Il ricorso era stato presentato dalla lista Nuova Italia Unita e, nelle more, aveva visto anche la costituzione in adesione dello stesso Minicuci. E anche Luigi Catalano che sottolinea come «solo grazie alla nostra lista si potrà ripristinare la democrazia a Reggio» ha commentato positivamente il rinvio. Più prudente l’avvocato di Nuova Italia Unita Sara Franchino: «è evidente che ci troviamo davanti ad un giudice attento che vuole approfondire ed esaminare con attenzione ogni documento».


Il rinvio

Il rinvio alla prossima udienza, peraltro a strettissimo giro di boa, è divutio alla necessità rappresentata dai magistrati di approfndire l’istruttoria della controversia anche alla luce delle nuove ecceziono formulate nella costituzione di Minicuci, rappresentato dall’avvocato Morcavallo.

Pare però assai probabile, almeno secondo le difese, alla prossima udienza dopo il supplemento di istruttoria si entri nel merito.
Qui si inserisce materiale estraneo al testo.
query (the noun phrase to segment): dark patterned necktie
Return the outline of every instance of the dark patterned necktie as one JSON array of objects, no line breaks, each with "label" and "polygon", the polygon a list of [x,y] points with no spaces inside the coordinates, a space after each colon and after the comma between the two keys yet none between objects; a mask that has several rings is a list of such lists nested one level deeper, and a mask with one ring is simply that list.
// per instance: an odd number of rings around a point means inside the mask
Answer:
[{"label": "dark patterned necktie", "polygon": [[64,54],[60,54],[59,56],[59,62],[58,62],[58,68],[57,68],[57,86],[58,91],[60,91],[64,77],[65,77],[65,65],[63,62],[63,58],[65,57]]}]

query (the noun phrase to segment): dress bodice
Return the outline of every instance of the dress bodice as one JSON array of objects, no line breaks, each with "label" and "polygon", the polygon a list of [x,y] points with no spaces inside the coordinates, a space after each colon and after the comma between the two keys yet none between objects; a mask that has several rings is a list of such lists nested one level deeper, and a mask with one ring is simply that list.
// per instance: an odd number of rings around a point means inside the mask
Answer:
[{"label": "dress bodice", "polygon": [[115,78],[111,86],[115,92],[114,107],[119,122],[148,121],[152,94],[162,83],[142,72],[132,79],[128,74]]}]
Evidentemente l’eccezione di improcedibilità relativa al termine dei 30 giorni per la presentazione del ricorso sollevata dagli avvocati del Comune sarebbe stata fatta valere già oggi qualora fosse stata valutata dirimente.

Le irregolarità alle scorse comunali

I ricorrenti, sul punto, hanno argomentato facendo rilevare come tale termine è cominciato a decorrere dal momento in cui l’indagine della Procura di Reggio Calabria ha messo in evidenza le irregolarità dei verbali delle sezione “incriminate” che altrimenti non sarebbero stati conoscibili. Ed in ogni caso hanno fatto rilevare l’importanza degli interessi dei cittadini ad avere elezioni regolari.

Qualora, si entrasse nel merito e le irregolarità fossero giudicate rilevanti sarebbero tre gli scenari al momento possibili, anche alla luce delle richieste della difesa di Minicuci che ha allargato l’oggetto. Il primo, e il più grave, porterebbe all’annullamento delle elezioni nel loro complesso a causa della gravità ed estensione dei brogli. Il secondo, intermedio, potrebbe portare a rifare le elezioni dal momento della presentazione delle liste in avanti procedendo al rinnovamento delle nomine di presidenti di seggio e scrutatori giudicate invalide dai ricorrenti.

In ultima analisi, e sulla scorta di quanto avvenuto a Lamezia in un caso simile, si dovrebbe rivotare nelle otto sezioni in cui, almeno fin qui, sono state rilevate le irregolarità nel voto e si ripartirebbe dal turno di ballottaggio.